How is the phototransduction cascade set off in rods?

Upon activation of rhodopsin bumping into transducin, a phosphodiesterase that degrades cGMP becomes active. This causes cGMP-gated cation channels to close, hyperpolarizing the cell. This causes some voltage gated calcium channels to close, causing less neurotransmitter (glutamate) to be released by the rod's axon.

2

What happens after the rods slow their rate of neurotransmitter release?

The bipolar cells they synapse onto are receiving less glutumate from the rod cell, which causes fewer of the metabotropic glutamate receptors on the bipolar cells to be active, leading to overall depolarization of the cell. More light = more active bipolar cell by less hyperpolarization.

3

What happens to rods when the retina is in complete darkness?

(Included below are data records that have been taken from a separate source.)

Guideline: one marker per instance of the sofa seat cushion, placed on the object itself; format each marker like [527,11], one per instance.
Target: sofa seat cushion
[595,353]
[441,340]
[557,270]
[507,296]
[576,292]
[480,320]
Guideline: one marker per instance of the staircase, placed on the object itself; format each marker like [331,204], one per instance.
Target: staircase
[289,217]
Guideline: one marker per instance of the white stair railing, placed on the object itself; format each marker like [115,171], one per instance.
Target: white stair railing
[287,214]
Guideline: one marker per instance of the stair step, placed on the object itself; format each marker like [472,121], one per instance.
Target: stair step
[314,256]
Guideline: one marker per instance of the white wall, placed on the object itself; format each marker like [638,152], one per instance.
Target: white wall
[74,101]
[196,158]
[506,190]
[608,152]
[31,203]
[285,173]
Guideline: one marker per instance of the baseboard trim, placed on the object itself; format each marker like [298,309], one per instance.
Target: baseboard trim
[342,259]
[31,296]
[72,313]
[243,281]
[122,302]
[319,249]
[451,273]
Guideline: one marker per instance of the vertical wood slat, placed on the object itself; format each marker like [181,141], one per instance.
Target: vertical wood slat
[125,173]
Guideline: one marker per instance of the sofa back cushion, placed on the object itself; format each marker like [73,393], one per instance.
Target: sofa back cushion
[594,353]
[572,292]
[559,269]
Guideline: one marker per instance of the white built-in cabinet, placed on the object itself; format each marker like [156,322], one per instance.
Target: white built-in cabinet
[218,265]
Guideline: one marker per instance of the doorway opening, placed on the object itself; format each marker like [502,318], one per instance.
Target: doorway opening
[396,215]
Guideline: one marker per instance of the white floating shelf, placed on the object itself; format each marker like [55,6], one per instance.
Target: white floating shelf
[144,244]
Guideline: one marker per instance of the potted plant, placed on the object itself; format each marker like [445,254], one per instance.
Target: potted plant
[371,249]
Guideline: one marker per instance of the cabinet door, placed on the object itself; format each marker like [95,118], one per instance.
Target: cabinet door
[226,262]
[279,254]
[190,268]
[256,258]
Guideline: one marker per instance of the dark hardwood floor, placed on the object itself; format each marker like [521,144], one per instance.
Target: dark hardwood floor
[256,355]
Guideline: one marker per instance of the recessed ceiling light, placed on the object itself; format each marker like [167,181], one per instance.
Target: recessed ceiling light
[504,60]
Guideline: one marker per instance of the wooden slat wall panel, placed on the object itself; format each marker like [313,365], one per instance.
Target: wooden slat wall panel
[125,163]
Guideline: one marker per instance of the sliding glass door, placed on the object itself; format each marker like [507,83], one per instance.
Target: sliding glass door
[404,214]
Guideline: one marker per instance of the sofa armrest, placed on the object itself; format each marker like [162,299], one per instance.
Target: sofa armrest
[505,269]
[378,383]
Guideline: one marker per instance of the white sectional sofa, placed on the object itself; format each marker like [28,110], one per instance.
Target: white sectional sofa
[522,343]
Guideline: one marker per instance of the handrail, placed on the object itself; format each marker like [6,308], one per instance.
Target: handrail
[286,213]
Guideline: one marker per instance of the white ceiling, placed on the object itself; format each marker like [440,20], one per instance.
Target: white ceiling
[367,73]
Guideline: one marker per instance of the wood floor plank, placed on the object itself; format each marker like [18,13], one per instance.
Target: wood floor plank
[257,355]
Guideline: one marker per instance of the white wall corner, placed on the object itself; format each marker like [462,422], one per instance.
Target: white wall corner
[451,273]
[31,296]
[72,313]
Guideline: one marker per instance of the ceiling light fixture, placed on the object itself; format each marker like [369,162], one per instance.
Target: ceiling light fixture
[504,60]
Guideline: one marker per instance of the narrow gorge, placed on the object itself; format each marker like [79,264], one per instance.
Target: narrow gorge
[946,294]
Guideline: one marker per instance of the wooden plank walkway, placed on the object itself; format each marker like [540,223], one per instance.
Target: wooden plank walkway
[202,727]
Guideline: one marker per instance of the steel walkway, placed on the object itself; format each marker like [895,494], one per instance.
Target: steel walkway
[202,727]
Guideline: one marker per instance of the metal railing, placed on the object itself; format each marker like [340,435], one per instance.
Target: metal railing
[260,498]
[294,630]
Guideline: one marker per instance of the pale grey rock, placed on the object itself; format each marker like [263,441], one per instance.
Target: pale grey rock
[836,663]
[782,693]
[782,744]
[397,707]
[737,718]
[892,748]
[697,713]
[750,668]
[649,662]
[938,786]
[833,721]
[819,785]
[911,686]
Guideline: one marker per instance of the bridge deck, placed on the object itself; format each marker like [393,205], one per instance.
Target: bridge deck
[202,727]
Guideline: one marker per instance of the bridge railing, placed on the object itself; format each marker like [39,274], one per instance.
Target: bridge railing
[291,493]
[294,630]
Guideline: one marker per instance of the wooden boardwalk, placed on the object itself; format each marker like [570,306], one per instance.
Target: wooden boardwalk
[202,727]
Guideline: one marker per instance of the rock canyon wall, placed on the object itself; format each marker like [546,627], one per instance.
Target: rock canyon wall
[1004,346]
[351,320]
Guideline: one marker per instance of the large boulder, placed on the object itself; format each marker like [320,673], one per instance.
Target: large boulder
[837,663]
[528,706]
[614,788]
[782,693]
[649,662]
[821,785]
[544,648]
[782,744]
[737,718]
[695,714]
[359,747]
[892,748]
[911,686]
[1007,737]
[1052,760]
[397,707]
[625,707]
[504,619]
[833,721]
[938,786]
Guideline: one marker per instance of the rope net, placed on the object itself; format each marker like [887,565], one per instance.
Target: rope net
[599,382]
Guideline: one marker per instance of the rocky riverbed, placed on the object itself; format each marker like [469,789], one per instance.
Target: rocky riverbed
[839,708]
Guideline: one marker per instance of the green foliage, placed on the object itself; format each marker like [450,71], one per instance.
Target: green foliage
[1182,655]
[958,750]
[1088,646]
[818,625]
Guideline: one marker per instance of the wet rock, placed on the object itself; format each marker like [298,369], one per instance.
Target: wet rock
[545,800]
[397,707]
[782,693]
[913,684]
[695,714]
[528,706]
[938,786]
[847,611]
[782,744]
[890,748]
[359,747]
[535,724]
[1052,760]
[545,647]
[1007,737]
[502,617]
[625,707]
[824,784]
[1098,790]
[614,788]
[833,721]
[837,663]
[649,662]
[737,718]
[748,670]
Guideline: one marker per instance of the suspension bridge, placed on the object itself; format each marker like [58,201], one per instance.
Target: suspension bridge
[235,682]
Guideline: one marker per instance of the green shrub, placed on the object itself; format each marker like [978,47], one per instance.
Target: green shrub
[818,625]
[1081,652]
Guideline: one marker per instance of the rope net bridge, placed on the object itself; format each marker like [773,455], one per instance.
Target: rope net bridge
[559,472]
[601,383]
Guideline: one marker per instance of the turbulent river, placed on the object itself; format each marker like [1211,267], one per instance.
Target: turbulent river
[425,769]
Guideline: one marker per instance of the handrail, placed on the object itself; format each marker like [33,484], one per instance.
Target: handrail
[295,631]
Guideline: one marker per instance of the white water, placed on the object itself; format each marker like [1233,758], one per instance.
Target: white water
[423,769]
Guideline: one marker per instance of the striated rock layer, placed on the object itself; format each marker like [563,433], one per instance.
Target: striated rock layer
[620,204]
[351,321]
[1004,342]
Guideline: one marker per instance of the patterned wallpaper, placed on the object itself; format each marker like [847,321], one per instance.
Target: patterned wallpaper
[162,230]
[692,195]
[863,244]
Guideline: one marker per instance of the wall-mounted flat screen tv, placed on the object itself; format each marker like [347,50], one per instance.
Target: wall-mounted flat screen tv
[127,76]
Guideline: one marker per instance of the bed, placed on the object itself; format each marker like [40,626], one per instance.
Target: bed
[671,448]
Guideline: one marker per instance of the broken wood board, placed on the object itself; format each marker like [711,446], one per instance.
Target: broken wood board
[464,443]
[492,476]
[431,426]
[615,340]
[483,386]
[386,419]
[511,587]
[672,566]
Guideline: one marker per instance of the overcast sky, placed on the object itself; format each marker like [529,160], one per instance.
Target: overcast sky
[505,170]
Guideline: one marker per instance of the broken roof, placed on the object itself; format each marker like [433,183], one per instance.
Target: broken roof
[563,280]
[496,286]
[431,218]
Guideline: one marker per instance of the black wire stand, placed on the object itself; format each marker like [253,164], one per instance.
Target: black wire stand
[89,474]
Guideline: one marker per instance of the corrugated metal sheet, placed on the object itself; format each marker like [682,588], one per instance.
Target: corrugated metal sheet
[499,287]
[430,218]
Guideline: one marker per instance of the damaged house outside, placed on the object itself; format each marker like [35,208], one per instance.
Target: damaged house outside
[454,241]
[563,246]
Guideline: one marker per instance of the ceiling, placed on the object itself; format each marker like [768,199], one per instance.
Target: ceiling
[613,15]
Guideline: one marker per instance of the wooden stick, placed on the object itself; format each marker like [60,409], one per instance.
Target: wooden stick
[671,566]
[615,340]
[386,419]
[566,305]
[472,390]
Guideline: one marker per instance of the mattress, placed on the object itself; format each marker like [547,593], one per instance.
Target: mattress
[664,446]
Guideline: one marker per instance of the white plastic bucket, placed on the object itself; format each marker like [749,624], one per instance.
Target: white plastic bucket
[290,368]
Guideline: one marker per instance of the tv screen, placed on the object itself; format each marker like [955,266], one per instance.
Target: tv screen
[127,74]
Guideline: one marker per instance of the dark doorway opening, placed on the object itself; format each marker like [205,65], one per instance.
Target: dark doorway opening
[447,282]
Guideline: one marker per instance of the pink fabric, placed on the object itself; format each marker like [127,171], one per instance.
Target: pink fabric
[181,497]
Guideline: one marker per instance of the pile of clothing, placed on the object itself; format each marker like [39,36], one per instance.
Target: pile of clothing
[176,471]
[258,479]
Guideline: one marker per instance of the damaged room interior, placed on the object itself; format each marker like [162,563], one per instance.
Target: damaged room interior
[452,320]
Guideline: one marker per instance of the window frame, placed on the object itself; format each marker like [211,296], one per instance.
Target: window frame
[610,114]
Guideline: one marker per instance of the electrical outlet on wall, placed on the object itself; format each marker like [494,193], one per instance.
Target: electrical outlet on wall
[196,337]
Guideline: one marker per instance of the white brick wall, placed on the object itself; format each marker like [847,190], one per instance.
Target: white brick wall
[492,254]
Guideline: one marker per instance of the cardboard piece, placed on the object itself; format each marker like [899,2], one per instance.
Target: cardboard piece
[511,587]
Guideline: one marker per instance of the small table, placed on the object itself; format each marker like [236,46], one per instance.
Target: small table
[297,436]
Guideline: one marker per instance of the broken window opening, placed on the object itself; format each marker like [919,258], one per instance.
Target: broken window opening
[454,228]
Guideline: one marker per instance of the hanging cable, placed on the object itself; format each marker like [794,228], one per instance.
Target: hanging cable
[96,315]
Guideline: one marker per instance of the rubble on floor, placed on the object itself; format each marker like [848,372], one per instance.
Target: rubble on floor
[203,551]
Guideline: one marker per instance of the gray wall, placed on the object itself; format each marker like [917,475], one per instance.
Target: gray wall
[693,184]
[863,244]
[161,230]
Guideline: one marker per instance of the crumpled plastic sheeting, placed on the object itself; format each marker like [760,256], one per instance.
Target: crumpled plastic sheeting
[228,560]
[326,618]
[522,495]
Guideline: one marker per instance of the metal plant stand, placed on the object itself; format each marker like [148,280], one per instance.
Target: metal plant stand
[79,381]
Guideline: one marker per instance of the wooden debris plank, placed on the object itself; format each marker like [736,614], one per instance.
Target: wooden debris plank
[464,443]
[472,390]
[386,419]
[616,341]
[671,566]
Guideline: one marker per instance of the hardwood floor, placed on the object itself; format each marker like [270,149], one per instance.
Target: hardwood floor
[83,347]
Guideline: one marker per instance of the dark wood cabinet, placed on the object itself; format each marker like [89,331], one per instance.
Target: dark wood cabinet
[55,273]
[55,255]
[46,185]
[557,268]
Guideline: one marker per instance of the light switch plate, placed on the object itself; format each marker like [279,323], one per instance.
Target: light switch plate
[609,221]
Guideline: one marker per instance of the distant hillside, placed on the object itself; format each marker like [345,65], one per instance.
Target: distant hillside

The rod cells become so saturated releasing cGMP that the phosphodiesterases begin deactivating, eventually lowering their baseline activation. This is referred to as dark adaptation, and it allows increased sensitivity at low light levels.

4

What are the three different types of cones?

S-cones, which respond to 425nm wavelengths (dark blue light), M-cones, which respond to 530nm light (green light), and L-cones, which respond to 560nm light (yellow/red). However, the full response curves for each of these receptors overlaps considerably.

5

How does the transduction structure differ for cones when compared to rods? How are they similar?

In addition to the ON metabotropic bipolar cells rods have, cones also have an OFF ionotropic bipolar cell they can synapse on. Cones' bipolar cells also synapse directly onto retinal ganglion cells (ON or OFF), while rod bipolar cells synapse onto amacrine cells, which then synapse onto ON cone bipolar cells via electrical synapses or OFF cone bidpolar cells via inhibitory synapses.

6

What does the increased sensitivity of rods come at the price of?

At the price of resolution, which the cones have in abundance.

7

How does retinoid recycling work?

After the retinal is converted to the all-trans isomer and float away from opsin, it is transferred to the pigment epithelium, a layer of cells that cover the rod/cone outer segments covered with a dense capillary bed called the choroid, which re-isomerizes the retinal and returns it to the cells to be reunited with opsin.

8

Why is the inverted design of the retina not such a terrible idea?

Because the transparent parts are between the outside and the photoreceptors, while the opaque parts are all behind the photoreceptors.

9

What are Muller cells?

These cells take light and focus it on the outer segments of the photoreceptors, allowing for bypassing the translucent layers in between.

10

Why do animals eyes shine when photographed sometimes?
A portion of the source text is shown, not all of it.